The Park Service should define “traditional activities” in accordance with past Park Service interpretation (the Denali Rule) and Congress’s intent, as evidenced through the legislative history discussed above. Section 1110(a) is titled “special access,” and that is just what it provides — special access that accommodates the unique rural Alaska lifestyle in which individuals use federal lands for utilitarian, consumptive activities. Section 1110(a) represents the balance in ANILCA between, on the one hand, preservation and protection of conservation lands and, on the other hand, preservation and protection of access to such lands for traditional activities. Inclusion of recreational snowmachining in the definition of “traditional activities” would upset this delicate balance and is contrary to the intent of ANILCA.

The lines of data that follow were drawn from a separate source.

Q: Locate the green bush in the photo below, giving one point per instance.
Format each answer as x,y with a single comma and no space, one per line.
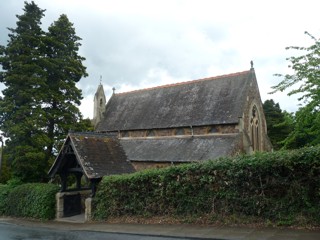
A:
34,200
4,191
280,186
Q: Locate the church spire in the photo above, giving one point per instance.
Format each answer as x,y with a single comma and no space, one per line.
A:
99,103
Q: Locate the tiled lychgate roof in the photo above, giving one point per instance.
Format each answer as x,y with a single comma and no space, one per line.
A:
217,100
179,149
97,154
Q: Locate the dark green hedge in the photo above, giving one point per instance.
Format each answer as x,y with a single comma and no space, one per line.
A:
281,186
34,200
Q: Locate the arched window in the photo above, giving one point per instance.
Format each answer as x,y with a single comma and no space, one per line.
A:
255,129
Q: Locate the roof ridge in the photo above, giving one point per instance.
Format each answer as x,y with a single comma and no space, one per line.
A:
186,82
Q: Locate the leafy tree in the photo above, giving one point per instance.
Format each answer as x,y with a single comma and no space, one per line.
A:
305,81
278,124
40,103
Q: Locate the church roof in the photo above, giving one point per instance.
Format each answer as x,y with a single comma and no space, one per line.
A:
209,101
179,149
97,154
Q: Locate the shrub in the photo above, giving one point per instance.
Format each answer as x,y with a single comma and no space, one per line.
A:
279,186
4,191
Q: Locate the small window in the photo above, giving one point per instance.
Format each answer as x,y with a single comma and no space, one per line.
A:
180,131
125,134
213,130
150,133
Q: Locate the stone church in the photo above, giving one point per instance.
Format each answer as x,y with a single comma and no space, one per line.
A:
185,122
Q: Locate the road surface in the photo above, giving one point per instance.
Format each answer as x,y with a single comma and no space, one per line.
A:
16,232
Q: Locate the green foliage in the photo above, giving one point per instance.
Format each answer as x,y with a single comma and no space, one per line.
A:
4,192
35,200
304,81
40,102
278,123
279,186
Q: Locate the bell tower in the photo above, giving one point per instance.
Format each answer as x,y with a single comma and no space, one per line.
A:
99,104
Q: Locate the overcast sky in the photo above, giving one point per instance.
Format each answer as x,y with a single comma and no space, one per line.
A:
135,44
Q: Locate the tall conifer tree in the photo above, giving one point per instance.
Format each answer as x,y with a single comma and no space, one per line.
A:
64,69
40,103
20,109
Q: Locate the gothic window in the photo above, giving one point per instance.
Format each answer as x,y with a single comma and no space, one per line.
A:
255,129
180,131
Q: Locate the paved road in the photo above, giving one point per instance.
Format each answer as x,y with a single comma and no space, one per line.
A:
16,232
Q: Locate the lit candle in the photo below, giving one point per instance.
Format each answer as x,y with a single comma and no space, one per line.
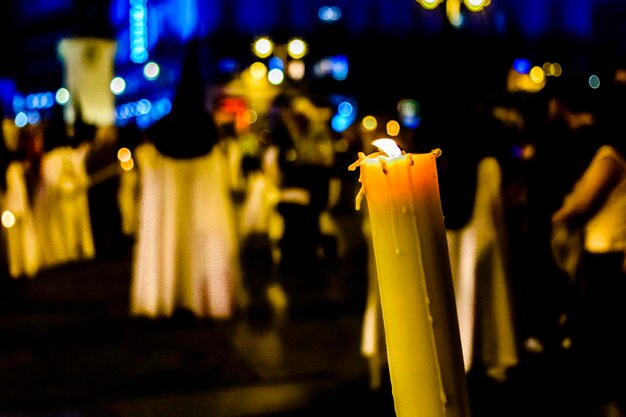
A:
415,280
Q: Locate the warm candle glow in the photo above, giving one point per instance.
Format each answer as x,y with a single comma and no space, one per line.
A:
415,281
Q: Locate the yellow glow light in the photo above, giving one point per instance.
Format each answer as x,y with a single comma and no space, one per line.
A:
295,69
393,128
8,219
258,70
429,4
476,5
128,164
263,47
297,48
369,123
123,154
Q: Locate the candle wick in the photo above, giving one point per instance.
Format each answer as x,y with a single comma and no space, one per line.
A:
383,164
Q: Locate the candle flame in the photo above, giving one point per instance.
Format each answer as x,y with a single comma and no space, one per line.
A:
388,146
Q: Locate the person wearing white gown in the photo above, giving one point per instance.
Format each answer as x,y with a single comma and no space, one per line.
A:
60,204
186,252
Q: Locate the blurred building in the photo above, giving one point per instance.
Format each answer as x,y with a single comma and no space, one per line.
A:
384,42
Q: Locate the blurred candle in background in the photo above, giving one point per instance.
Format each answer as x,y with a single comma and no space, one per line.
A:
415,280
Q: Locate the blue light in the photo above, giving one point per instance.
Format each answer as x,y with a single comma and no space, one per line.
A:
329,14
276,63
340,67
521,65
138,16
340,123
228,65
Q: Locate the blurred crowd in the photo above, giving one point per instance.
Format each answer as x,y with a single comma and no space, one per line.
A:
223,216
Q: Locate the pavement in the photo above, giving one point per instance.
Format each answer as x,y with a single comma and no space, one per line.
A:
68,347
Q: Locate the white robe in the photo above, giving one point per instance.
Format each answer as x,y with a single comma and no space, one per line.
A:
22,246
186,252
479,260
61,207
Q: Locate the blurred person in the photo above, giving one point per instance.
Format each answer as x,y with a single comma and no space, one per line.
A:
104,171
299,128
60,204
473,183
186,250
23,256
596,209
562,128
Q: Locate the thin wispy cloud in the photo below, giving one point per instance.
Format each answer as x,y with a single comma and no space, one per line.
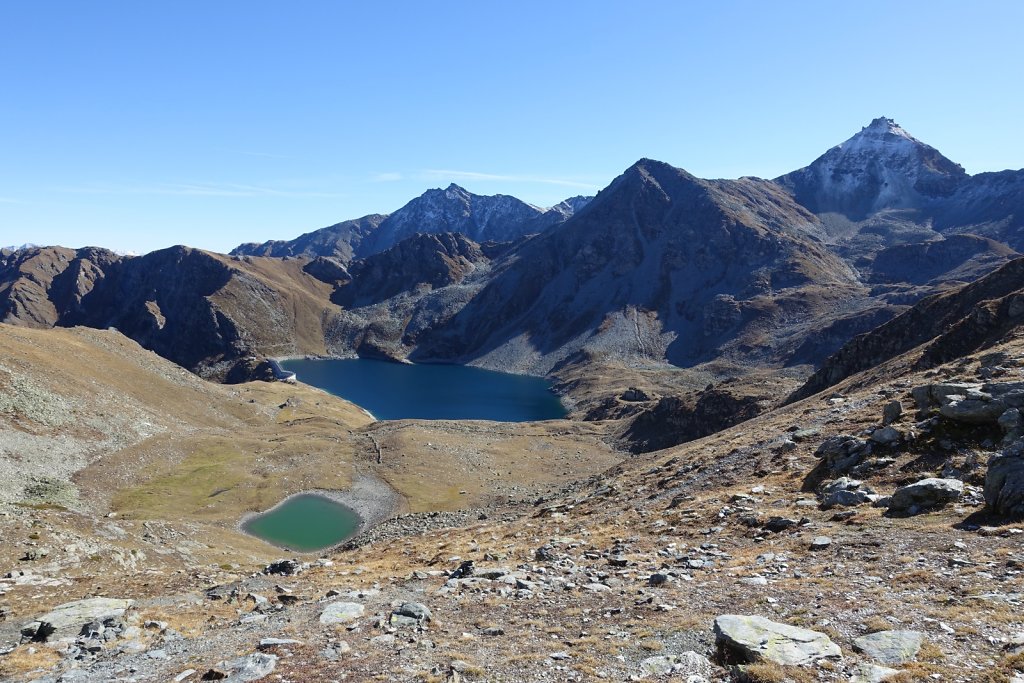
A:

Further, any effort to authorize recreational snowmachining in the Park and Preserve is counter to the Park Service’s Organic Act and its implementing regulations. Snowmachines have been widely acknowledged to have significant impacts on wildlife, air and water quality, vegetation and soils, wetlands, and Wilderness values and users.
Because recreational snowmachining is not a traditional use, it also would violate the Wilderness Act, Executive Order 11644
and the Park Service’s regulations regarding snowmachine use.
The Wilderness Act generally prohibits motorized access, except for “existing private rights” that had “already become established” before the area was designated as wilderness.
Absent this exemption, snowmachines, motorboats, and airplanes may only be permitted in wilderness for traditional activities pursuant to ANILCA section 1110(a).


ANILCA provides for access to traditional activities — those activities that are essential to a traditional rural Alaskan way of life. Recreational snowmachining was not a traditional activity prior to 1980. Congress in no way sought to protect motorized recreation, like snowmachining, in (w) Wilderness within the Park system. The Park Service must expressly prohibit recreational snowmachining in the Plan. Defining “traditional activities” will further clarify whether a particular wilderness activity is legal or illegal. Our clients are concerned that failure to define traditional use consistent with 1110(a) will result in difficulty in enforcement, expanded recreational snowmachine use under the guise of Section 1110(a), and damage to park resources.

Thank you for your consideration of these comments as you move forward with the Plan.